Stage 2 standards, however, are more challenging and require information sharing to allow for care coordination using point-to-point messaging. “Lack of interoperability, for example, between a [PCP] practice and hospitals or with specialists’ practices is a significant problem, although it is not a technology or standards issue,” Mr White indicated.
Dr Sindhwani reinforced the value of interoperability, particularly as a way to avoid redundancy in services, such as duplicate magnetic resonance imaging or laboratory tests. With the majority of PCP practices being relatively small, and particularly for practices in rural health provider shortage areas, the challenges of moving to an accredited meaningful use EHR system may well be significant, and may “disrupt workflow,” he noted.
Effects of the ACA
The ACA’s policies are expected to increase the importance of and the demand for primary care services, particularly for people who are newly enrolled in Medicaid. The Supreme Court’s decision in NFIB v Sebelius gave states a choice of whether to expand Medicaid eligibility up to 138% of the federal poverty level starting in 2014.13
The estimates vary widely for how many new people Medicaid programs will enroll. The Congressional Budget Office’s latest projection, after the Supreme Court’s decision, estimates that 11 million people will become newly insured through Medicaid by 2022, 6 million fewer than it had projected before the Supreme Court’s decision.14 However, of those 6 million, 50% are expected to get coverage through state health insurance exchanges and the other 50% are expected to be uninsured.14 The Kaiser Commission on Medicaid and the Uninsured estimates that 21.3 million people would become newly enrolled in Medicaid if all states choose to expand the program.15
The combination of people who become newly insured, as well as general population growth and aging demographics, will create an additional demand for primary care services. One recent study projected that those factors would increase the number of annual primary care visits from 462 million in 2008 to 565 million in 2025.16
Successful Models to Promote Medical Homes, Improve Quality, and Reduce Costs
Health plans have an opportunity to address each of the challenges described above. This section discusses several proved methods that health plans could use to support medical homes, drawn from health plans and other organizations that serve a variety of beneficiaries.

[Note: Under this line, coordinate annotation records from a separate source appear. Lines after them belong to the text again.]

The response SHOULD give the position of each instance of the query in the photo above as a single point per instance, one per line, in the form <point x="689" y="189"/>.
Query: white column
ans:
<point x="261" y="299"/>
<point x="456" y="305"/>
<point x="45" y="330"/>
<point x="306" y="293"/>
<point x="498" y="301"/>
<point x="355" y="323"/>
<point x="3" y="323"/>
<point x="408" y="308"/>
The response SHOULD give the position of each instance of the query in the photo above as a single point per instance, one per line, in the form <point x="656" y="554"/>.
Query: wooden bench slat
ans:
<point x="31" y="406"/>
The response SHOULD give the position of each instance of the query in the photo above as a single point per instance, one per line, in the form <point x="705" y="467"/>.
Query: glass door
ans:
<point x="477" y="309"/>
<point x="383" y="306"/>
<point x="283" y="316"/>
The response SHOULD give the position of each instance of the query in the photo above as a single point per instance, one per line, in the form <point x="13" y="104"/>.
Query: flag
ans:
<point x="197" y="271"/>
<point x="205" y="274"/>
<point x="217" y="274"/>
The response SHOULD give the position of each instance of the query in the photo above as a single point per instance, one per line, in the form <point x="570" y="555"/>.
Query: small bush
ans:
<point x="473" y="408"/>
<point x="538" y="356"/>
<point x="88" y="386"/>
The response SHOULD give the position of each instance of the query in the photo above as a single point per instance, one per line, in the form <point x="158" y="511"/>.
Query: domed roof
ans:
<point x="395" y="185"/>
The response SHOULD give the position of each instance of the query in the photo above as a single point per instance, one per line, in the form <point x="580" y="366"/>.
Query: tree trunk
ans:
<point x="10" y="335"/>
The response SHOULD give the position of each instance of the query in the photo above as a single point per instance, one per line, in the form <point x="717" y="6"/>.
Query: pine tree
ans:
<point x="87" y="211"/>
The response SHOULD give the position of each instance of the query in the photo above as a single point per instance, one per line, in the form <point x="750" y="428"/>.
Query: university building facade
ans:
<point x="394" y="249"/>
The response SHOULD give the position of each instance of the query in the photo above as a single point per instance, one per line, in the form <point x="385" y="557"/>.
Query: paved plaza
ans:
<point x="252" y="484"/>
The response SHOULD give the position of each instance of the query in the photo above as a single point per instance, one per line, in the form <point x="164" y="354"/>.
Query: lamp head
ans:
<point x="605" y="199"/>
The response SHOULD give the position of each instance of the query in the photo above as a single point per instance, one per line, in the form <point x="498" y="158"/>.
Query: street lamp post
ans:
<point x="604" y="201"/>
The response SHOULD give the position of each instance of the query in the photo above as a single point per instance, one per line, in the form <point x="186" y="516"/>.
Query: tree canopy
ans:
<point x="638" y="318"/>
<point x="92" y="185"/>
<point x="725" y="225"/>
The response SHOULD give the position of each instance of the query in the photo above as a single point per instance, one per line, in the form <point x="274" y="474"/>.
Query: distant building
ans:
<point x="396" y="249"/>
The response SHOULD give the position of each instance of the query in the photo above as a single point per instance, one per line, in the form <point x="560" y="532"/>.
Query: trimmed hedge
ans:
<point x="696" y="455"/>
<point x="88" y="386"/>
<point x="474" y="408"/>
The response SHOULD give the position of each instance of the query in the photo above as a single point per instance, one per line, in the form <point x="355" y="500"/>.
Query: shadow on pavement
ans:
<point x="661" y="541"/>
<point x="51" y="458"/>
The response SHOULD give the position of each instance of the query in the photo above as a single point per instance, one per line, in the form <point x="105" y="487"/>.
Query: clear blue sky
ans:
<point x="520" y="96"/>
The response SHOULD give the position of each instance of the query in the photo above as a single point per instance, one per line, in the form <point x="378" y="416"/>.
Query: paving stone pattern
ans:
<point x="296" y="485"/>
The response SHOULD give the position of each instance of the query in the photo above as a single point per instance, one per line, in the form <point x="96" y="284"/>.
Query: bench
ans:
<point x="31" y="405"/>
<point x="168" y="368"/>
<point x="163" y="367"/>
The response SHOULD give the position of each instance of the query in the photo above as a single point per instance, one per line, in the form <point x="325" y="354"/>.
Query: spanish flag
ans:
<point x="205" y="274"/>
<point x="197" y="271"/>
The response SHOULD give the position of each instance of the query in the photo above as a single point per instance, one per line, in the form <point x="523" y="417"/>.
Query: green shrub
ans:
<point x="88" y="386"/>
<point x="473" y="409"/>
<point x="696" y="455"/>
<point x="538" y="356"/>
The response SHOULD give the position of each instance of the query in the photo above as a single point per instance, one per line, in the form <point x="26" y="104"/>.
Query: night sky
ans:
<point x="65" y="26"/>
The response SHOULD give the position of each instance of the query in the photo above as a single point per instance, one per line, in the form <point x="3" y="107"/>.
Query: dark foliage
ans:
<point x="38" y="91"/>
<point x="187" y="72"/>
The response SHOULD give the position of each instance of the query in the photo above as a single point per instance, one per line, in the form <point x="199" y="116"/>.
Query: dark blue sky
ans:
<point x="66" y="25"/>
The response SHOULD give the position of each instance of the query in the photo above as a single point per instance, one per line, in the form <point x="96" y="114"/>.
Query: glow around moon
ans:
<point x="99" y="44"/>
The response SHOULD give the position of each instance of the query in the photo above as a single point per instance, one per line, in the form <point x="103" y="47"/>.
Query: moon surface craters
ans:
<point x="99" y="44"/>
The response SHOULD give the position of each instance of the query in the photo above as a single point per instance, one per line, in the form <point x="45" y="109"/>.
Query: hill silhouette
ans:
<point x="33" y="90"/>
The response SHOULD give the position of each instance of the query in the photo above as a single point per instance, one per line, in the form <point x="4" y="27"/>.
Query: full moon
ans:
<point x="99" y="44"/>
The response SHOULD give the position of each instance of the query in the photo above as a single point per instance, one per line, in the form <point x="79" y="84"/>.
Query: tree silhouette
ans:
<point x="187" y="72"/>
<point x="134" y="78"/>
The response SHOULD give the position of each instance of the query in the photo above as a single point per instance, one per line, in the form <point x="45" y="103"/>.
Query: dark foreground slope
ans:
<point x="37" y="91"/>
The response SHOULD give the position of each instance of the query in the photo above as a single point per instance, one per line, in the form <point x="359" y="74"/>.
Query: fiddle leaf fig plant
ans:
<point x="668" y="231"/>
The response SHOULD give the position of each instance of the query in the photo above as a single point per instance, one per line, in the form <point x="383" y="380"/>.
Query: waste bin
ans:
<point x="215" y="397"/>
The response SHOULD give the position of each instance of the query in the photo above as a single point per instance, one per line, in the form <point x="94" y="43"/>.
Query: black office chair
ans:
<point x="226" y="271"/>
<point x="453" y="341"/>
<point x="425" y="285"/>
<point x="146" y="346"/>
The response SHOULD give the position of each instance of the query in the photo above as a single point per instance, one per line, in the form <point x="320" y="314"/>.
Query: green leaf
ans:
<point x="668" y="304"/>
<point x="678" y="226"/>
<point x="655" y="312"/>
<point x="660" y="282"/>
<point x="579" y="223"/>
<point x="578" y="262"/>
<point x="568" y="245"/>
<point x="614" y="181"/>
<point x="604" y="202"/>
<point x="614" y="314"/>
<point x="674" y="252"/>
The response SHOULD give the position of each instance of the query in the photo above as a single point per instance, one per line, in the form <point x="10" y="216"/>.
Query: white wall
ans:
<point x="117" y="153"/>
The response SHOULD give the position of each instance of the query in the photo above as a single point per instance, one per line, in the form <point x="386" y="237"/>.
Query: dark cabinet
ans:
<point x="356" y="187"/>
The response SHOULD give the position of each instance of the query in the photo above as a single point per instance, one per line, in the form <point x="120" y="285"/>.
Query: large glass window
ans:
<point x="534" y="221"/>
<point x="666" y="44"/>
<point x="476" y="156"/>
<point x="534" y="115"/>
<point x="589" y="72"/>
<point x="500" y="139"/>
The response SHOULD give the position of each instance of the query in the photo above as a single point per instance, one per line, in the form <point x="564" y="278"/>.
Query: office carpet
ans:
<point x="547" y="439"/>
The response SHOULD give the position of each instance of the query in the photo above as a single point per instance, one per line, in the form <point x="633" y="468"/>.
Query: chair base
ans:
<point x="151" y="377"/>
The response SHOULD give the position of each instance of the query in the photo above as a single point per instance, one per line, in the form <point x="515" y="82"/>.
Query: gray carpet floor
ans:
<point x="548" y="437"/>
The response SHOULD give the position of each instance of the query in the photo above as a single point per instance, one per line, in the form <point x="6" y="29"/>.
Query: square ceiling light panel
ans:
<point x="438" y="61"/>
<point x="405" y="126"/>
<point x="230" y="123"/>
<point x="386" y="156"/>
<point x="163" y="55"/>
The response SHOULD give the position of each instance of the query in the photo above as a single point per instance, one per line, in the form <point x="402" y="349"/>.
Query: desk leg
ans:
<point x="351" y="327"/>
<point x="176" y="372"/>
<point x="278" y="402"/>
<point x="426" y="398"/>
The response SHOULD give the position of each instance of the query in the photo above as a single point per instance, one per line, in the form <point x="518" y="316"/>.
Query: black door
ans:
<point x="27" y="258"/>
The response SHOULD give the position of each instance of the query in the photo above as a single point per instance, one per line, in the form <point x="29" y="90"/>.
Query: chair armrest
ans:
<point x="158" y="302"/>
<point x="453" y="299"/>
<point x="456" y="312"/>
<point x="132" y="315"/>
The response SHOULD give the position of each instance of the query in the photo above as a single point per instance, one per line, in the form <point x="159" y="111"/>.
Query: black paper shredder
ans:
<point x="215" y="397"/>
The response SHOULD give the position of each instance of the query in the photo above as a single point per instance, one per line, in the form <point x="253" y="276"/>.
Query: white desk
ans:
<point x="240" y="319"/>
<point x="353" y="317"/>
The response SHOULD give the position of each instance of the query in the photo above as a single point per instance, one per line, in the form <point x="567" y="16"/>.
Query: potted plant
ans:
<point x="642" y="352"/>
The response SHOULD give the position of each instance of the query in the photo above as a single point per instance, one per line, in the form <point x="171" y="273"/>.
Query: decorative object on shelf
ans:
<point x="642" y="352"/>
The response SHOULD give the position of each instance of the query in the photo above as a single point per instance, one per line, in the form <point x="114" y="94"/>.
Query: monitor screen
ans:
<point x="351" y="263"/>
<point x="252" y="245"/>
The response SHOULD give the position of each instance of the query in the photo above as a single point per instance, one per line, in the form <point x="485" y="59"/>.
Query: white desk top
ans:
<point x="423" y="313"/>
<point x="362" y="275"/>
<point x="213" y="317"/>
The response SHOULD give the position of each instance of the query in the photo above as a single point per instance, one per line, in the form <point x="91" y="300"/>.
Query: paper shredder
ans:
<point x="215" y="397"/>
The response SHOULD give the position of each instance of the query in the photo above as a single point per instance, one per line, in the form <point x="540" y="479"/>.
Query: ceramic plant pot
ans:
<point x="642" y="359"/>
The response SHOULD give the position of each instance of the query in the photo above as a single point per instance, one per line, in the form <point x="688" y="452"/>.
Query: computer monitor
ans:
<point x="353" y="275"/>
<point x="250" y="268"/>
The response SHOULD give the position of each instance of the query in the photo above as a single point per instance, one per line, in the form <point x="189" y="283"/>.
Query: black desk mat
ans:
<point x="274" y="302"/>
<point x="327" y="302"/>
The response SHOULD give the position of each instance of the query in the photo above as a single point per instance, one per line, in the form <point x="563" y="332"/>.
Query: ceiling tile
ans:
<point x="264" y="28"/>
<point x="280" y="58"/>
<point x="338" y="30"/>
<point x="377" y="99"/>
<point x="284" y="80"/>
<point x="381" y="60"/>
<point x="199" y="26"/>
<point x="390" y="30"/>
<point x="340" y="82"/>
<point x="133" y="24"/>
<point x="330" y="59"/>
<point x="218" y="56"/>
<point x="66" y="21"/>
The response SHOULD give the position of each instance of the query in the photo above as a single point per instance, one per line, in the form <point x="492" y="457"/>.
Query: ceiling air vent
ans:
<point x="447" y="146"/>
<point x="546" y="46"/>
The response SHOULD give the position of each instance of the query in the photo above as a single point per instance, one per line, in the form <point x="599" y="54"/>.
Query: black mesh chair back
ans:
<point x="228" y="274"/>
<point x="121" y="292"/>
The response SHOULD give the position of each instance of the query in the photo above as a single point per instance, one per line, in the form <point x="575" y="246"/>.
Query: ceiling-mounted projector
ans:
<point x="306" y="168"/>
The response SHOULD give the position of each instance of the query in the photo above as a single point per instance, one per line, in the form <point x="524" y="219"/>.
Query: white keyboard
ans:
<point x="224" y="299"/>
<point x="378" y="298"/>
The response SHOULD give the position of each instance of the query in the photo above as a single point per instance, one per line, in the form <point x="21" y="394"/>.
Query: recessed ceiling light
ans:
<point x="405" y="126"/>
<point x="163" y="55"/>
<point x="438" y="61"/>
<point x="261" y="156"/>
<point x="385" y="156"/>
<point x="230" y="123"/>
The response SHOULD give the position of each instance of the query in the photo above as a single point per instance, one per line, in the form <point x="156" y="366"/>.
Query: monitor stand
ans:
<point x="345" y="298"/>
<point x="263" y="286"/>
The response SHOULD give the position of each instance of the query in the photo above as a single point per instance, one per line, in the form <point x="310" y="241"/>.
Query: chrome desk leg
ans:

At first, paying more for primary care seems at odds with the goal of reducing overall healthcare costs. However, the right kinds of PCP incentives and models have proved to reduce the use of expensive medical services and cut costs. We review those models and then discuss their results. We divided the incentive methods into 2 broad categories—enhanced payments for high-quality primary care and care coordination.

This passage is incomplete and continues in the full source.